A Green Agenda for the New GOP Majority

Written by Jim DiPeso on Sunday November 7, 2010

The GOP may need to avoid the Dems' mistake of overreaching, but there are also pragmatic and popular green policies they can implement.

Senator Lamar Alexander told the New York Times’ David Brooks that he’s thinking of putting up pictures of Nancy Pelosi and Henry Waxman in the Republican cloakroom, as vivid reminders of the hazards of overreaching.

Good advice. Overreaching doesn’t pay, as Huck Finn once warned his readers.

Here’s some more gratuitous advice to the GOP leadership team. Be pragmatic, give businesses some certainty, and don’t go off on wild-eyed ideological excursions that have little to do with kitchen-table issues.

Some suggestions for the new House majority from over here in the green corner:

Extend tax breaks for energy efficiency and low-polluting energy technologies. Stop on-again, off-again rollercoaster rides with renewable energy tax credits that drive investors nuts and drive them off to China.

Kick the nuclear power revival up a notch. Give the industry the R&D and loan guarantees it’s been asking for. Give the program some time to work.

Don’t give the piñata treatment to the Environmental Protection Agency. Don’t undermine the Clean Air Act or let politics trump science. Don’t let a narrative develop that Republicans don’t care about public health. Remember that both EPA and the Clean Air Act are legacies of past Republican statesmanship.

Pass a few land protection bills that have broad local support, just to let the folks back home know that the party of conservatives can also conserve. Here’s a good one to start with: Congressman Darrell Issa’s Beauty Mountain and Tibia Act to protect more than 21,000 acres in Southern California as wilderness.

Talk of pragmatism and responsible governance might not sit well with Tea Partiers from the everyone-is-a-sellout-but-us school of politics. Listening to a Tea Party organizer wax triumphant in a radio interview, it was striking to hear how often she harrumphed in the name of “the people.”

The incoming Congress had better carry out the will of “the people,” she ordered. “The people” demand this. “The people” demand that.

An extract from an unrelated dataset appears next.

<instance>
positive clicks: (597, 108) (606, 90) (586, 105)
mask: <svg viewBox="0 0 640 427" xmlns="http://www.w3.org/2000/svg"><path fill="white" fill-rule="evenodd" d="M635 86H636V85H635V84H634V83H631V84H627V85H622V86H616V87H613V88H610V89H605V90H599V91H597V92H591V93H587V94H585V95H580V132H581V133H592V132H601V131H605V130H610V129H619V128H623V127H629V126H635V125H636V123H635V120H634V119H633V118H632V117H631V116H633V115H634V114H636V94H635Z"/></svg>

As if “the people” were a monolithic bloc, like a gathering of Kim Jong Il’s acolytes in the DPRK. It all sounded way too similar to the kind of talk we heard from the New Left a generation ago.

The Tea Partiers are in danger of making the same mistake that President Obama’s swooning fans made two years ago – demanding that the politicians implement utopia immediately if not sooner. When reality shows that politicians put their pants on one leg at a time like everyone else, disillusion sets in. Notice how many of the Obamaphiles who swarmed the polls in 2008 took a powder in 2010.

To their credit, the incoming GOP leadership team knows full well that Tuesday’s vote was not a ringing endorsement of a Republican revolution, but a probationary second chance for Republicans to manage federal affairs responsibly. They were awarded one house of Congress, not both, and two years, probably less, to show the voters that they can deliver the goods.

They can start by taking up Lamar Alexander’s suggestion and put up those Pelosi and Waxman reminders against hubris and arrogance.